The same concerns apply to MIR verification, where mutable global variables are
referred to as static mut
items. (See the MIR static
items section for more information). Here is a Rust version
of the program above:
static mut A: u32 = 42;
pub fn side_effect() {
unsafe {
A = 0;
}
}
pub fn foo() -> u32 {
side_effect();
unsafe { A }
}
let side_effect_spec = do {
mir_points_to (mir_static "test::A") (mir_static_initializer "test::A");
mir_execute_func [];
};
let foo_spec = do {
mir_points_to (mir_static "test::A") (mir_static_initializer "test::A");
mir_execute_func [];
mir_return (mir_static_initializer "test::A");
};
side_effect_ov <- mir_verify m "side_effect" [] false side_effect_spec z3;
mir_verify m "foo" [side_effect_ov] false foo_spec z3;
Just as above, we can repair this by adding a mir_points_to
statement in
side_effect_spec
’s postconditions that specifies that A
is set to 0
.
Recall from the previous section that MIR verification is stricter than LLVM
verification when it comes to specifying mutable allocations in the
postconditions of compositional overrides.

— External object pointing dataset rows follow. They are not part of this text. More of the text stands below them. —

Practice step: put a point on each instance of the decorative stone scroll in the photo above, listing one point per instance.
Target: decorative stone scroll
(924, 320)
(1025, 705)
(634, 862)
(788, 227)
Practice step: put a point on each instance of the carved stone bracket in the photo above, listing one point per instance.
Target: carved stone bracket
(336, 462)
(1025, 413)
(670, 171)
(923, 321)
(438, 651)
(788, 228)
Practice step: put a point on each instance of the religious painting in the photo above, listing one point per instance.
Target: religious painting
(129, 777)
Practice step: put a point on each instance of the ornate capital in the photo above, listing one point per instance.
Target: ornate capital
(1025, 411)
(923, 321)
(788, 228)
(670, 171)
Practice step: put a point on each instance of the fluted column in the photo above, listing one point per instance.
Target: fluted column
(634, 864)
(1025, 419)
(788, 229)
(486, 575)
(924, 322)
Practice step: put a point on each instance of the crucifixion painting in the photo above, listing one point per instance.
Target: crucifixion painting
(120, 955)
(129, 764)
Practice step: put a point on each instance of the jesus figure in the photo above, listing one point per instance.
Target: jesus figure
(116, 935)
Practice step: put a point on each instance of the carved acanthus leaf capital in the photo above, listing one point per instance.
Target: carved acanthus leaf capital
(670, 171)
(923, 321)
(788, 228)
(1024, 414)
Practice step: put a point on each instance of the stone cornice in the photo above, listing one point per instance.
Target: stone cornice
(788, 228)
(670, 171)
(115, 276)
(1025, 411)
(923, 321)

This is especially true for mutable
static items. In MIR verification, any compositional overrides must specify the
values of all mutable static items in the entire program in their
postconditions, even if the function that calls the override never uses the
static items. For example, if the foo
function were instead defined like
this:
pub fn foo() -> u32 {
side_effect();
42
}
Then it is still required for side_effect_spec
to specify what A
’s value
will be in its postconditions, despite the fact that this has no effect on the
value that foo
will return.
Specifying Heap Layout
Most functions that operate on pointers expect that certain pointers
point to allocated memory before they are called. The llvm_alloc
command allows you to specify that a function expects a particular
pointer to refer to an allocated region appropriate for a specific type.

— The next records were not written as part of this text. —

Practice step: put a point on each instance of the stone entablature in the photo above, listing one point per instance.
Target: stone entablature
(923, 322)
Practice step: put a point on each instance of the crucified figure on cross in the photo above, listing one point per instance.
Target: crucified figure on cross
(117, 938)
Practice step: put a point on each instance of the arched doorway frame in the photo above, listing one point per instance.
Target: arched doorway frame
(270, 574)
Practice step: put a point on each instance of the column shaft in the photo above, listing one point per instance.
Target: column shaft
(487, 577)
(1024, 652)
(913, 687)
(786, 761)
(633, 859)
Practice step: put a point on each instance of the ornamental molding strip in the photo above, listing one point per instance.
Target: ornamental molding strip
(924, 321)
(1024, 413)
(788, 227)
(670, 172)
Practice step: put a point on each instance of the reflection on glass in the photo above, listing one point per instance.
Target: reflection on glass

llvm_alloc : LLVMType -> LLVMSetup SetupValue
This command returns a SetupValue
consisting of a pointer to the
allocated space, which can be used wherever a pointer-valued
SetupValue
can be used.
In the initial state, llvm_alloc
specifies that the function
expects a pointer to allocated space to exist. In the final state, it
specifies that the function itself performs an allocation.

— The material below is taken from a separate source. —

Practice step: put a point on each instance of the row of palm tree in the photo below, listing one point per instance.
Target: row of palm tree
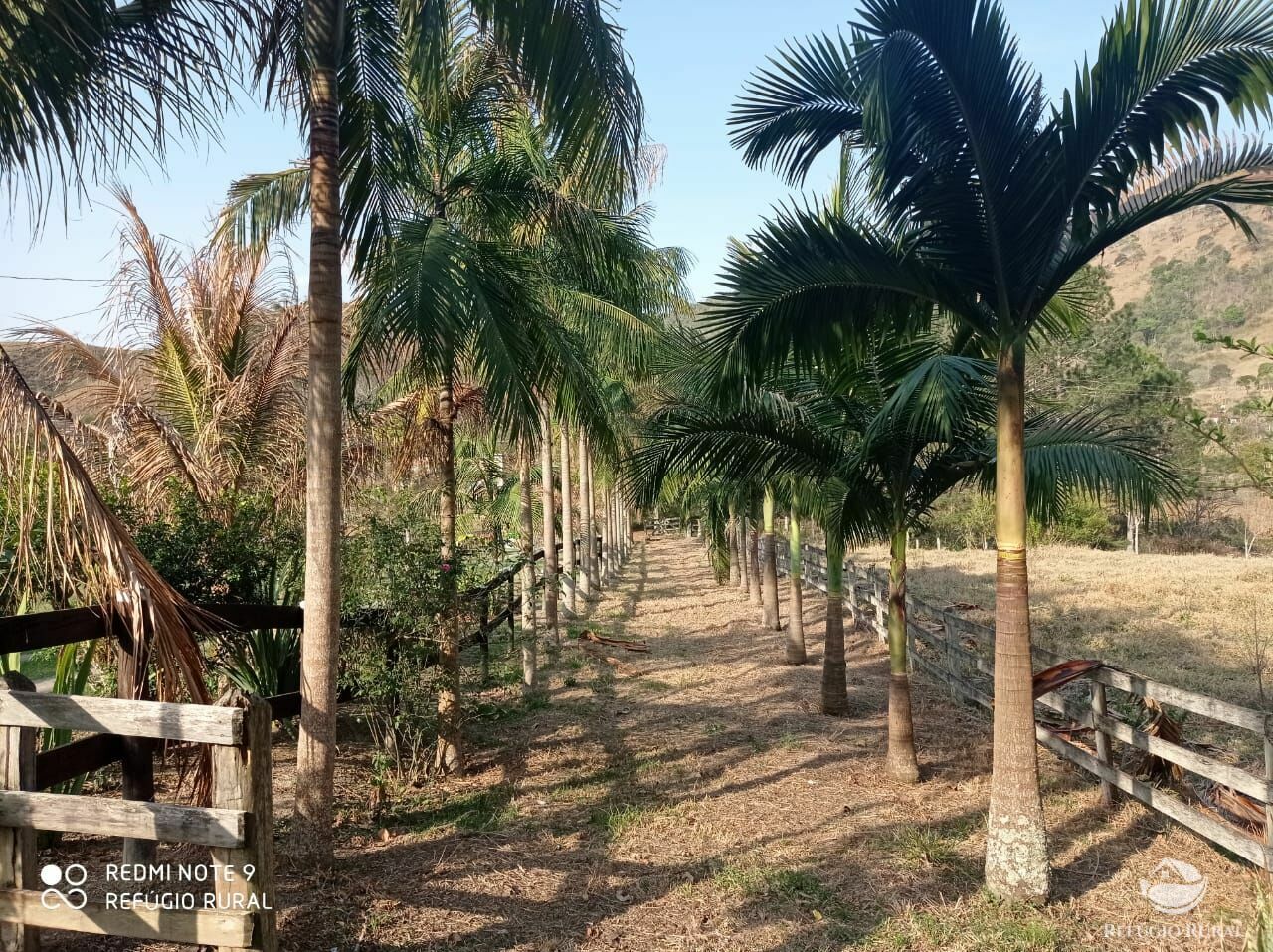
(90, 82)
(981, 205)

When using the experimental Java implementation, separate functions exist for specifying that arrays or objects are allocated:
jvm_alloc_array : Int -> JavaType -> JVMSetup JVMValue
specifies an array of the given concrete size, with elements of the given type.jvm_alloc_object : String -> JVMSetup JVMValue
specifies an object of the given class name.
The experimental MIR implementation also has a mir_alloc
function, which
behaves similarly to llvm_alloc
. mir_alloc
creates an immutable reference,
but there is also a mir_alloc_mut
function for creating a mutable reference:
mir_alloc : MIRType -> MIRSetup MIRValue
mir_alloc_mut : MIRType -> MIRSetup MIRValue
MIR tracks whether references are mutable or immutable at the type level, so it is important to use the right allocation command for a given reference type.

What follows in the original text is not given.